Sejak masa kanak-kanak Tenas Effendy sudah akrab dengan adat istiadat Melayu, sudah menjalani adab dan etika Melayu dalam kehidupan sehari-hari, maka ada semacam kekhawatiran ketika ia melihat, begitu banyak nilai luhur tata pergaulan Melayu sudah tidak lagi diperhatikan masyarakat. Menyadari hal tersebut, ia berusaha mencatat, mengumpulkan kembali, menghimpun melakukan kajian-kajian dan membuat penelitian tentang kebudayaan Melayu dalam bentuk apa saja.
Menyadari bahwa kekayaan khazanah kebudayaan Melayu begitu berlimpah dan masih terlalu banyak yang belum dapat dikumpulkannya, ia mendirikan Tenas Effendy Foundation, sebuah lembaga yang berusaha memberi bantuan pada para peneliti atau siapapun yang berminat melakukan penelitian terhadap berbagai aspek kebudayaan Melayu. Hasil usahanya dalam rentang waktu tersebut, antara lain, setumpuk buku yang diterbitkan di dalam dan luar negeri. Sampai kini, Tenas sedikitnya telah menulis 70-an buku dan ratusan makalah yang dibawakan dalam berbagai pertemuan budaya di dalam dan di luar negeri, seperti Belanda, Brunei Darussalam, Malaysia, Singapura, Thailand adalah beberapa negara yang kerap mengundangnya untuk berceramah disana. Dewan Bahasa dan Pustaka Malaysia, mengundangnya sebagai penulis tamu.

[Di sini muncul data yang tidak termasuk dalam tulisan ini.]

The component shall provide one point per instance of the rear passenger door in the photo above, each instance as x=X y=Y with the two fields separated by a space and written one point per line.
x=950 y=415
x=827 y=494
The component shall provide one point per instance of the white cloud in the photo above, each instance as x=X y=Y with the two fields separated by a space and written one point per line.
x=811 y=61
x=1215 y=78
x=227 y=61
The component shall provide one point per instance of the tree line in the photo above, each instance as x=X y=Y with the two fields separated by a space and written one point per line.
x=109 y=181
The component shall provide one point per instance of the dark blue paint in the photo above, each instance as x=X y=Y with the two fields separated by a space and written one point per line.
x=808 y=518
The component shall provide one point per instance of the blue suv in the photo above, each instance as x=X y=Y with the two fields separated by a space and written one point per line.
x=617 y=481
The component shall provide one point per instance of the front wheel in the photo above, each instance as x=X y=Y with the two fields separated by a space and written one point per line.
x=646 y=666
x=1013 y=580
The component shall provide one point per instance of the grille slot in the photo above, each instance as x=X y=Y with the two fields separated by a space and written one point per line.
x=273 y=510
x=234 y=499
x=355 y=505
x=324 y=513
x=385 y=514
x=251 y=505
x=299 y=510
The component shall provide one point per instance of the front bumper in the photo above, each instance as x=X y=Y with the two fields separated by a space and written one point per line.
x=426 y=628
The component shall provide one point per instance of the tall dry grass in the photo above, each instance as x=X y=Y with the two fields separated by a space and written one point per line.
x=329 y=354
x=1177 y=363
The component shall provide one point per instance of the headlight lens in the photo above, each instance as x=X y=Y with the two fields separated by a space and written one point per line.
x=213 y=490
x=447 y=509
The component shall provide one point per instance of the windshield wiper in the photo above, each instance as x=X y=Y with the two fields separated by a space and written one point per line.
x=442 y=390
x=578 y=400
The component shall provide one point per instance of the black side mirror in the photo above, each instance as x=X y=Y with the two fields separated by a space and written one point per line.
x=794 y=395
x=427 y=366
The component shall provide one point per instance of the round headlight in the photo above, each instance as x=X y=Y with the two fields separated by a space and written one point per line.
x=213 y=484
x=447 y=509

Sejumlah bukunya, juga diterbitkan Dewan Bahasa dan Pustaka, Malaysia. Mengingat buku-buku yang ditulis Tenas Effendy menyentuh berbagai aspek kebudayaan Melayu, maka dari 70-an buku yang dihasilkannya itu, hampir separuhnya digunakan sebagai semacam buku pegangan, baik untuk kalangan pelajar dan mahasiswa, maupun untuk masyarakat umum sebagai bahan pendidikan dan tata pergaulan dalam keluarga. Bahkan, sebagian besar Pemda Kabupaten di Propinsi Riau dan Kepulauan Riau, menempatkan buku-buku yang ditulis Tenas Effendy sebagai semacam buku wajib untuk para pegawai Pemda.

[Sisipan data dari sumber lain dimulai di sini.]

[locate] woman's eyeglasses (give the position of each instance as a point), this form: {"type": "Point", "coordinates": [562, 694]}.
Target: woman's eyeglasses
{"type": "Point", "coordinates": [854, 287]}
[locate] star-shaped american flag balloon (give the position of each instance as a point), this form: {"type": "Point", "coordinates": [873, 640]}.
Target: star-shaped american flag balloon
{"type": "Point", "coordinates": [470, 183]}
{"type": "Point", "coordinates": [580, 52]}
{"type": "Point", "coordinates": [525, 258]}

Ia tidak sekedar ditempatkan sebagai budayawan yang mumpuni, tokoh adat yang kharismatik, tetapi juga kerap mengundangnya dalam kaitannya dengan kebijakan yang akan disusun dan dijalankan pemda. Tidak jarang pula, Tenas terpaksa harus menyelesaikan persoalan-persoalan kemasyarakatan. Sebagai tokoh masyarakat, Pak Tenas panggilan akrabnya terlibat pula dalam berbagai aktivitas organisasi kemasyarakatan, baik sebagai ketua, penasihat, maupun pengurus.

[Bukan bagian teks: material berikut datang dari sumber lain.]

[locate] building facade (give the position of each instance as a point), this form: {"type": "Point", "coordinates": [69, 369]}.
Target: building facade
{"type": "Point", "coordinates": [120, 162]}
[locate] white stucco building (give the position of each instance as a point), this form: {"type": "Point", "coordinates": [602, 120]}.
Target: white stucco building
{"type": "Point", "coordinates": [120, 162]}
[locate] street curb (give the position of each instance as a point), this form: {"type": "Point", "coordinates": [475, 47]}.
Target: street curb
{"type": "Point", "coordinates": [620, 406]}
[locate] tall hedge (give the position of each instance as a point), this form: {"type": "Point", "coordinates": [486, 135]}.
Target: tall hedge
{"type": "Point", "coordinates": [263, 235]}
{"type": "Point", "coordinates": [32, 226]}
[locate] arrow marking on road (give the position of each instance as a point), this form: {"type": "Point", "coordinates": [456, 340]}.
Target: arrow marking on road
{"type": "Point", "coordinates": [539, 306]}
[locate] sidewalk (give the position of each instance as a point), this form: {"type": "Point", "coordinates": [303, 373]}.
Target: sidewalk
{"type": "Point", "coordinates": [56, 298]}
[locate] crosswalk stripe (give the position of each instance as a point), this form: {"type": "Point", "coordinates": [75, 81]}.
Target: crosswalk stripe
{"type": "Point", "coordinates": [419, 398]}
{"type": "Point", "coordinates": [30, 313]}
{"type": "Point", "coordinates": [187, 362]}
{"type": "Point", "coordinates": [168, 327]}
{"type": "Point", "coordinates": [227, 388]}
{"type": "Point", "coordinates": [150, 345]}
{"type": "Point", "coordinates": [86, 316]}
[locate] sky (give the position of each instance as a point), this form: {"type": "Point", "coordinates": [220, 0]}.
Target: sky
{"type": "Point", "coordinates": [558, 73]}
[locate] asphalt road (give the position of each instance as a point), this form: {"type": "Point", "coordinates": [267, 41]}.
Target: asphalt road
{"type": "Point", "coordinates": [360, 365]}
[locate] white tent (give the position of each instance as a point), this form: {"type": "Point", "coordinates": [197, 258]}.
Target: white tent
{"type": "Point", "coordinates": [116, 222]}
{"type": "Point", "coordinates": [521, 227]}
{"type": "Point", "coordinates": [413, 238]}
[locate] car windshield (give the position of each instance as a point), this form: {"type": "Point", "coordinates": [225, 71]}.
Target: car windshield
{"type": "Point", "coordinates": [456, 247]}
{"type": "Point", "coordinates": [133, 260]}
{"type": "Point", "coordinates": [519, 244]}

Sesungguhnya yang dilakukan Tenas Effendy tidaklah sekadar mengumpulkan dan mendokumentasikan segala yang berkaitan dengan khazanah kesusastraan Melayu. Kesusastraan adalah salah satu bagian dari sebuah mesin raksasa yang bernama kebudayaan. Jadi, sambil coba menafsirkan dan memaknai kandungan filosofis di balik khazanah kesusastraan Melayu, ia juga menerjemahkan dan membuka tabir makna berbagai benda budaya.
Biografi :
Nama : Tengku Nasyaruddin Effendy
Lahir : Pelalawan-Riau, 9 November 1936
Pendidikan :
Sekolah Agama Hasyimiah, (1950),
Sekolah Rakyat di Pelalawan, (1950)
Sekolah Guru B3 di Bengkalis, (1953)
Sekolah Guru A3 di Padang, (1957)
Karya :
Upacara Tepung Tawar (1968),
Lancang Kuning dalam Mitos Melayu Riau (1970),
Seni Ukir Daerah Riau (1970),
Tenunan Siak (1971),
Kesenian Riau (1971),
Hulubalang Canang (1972)
Raja Indra Pahlawan (1972),
Datuk Pawang Perkasa (1973),
Tak Melayu Hilang di Bumi, (1980),
Lintasan Sejarah Kerajaan Siak, (1981),
Hang Nadim, (1982),
Upacara Mandi Air Jejak Tanah Petalangan, (1984),
Ragam Pantun Melayu, (1985),
Nyanyian Budak dalam Kehidupan Orang Melayu, (1986),
Cerita-cerita Rakyat Daerah Riau, (1987),
Bujang Si Undang, (1988),
Persebatian Melayu, (1989),
Kelakar Dalam Pantun Melayu, (1990)
Penghargaan :
Juara 1 Mengarang Puisi Pada Pekan Festival Karya Budaya Dana Irian Jaya, (1962),
Juara 1 Pementasan Drama Klasik Pada Pementasan Drama Klasik Festival Dana Irian Jaya, (1962),
Seniman Budaya Pilihan (1997), Anugerah Sagang,
Tokoh Masyarakat Terbaik Riau 2002 versi Tabloid Intermezo Award (2002),
Penghargaan Madya Badan Narkotika Nasional, Jakarta (2003),
Anugerah Seniman dan Budayawan Riau Pilihan Lisendra Dua Terbilang (LDT)-UIR (2004),
Anugerah Gelar Sri Budaya Junjungan Negeri, Bengkalis, (2004),
Tokoh Budayawan Riau Terfavorit (2005),
Anugerah Budaya; Walikota Pekanbaru, (2005),
Tokoh Pemimpin Adat Melayu Serumpun, (2005),
Doktor Persuratan dari Universitas Kebangsaan Malaysia, (2005),
Penghargaan dari Persatuan Mahasiswa Riau Malaysia, (2005),
Anugerah Akademi Jakarta (2006)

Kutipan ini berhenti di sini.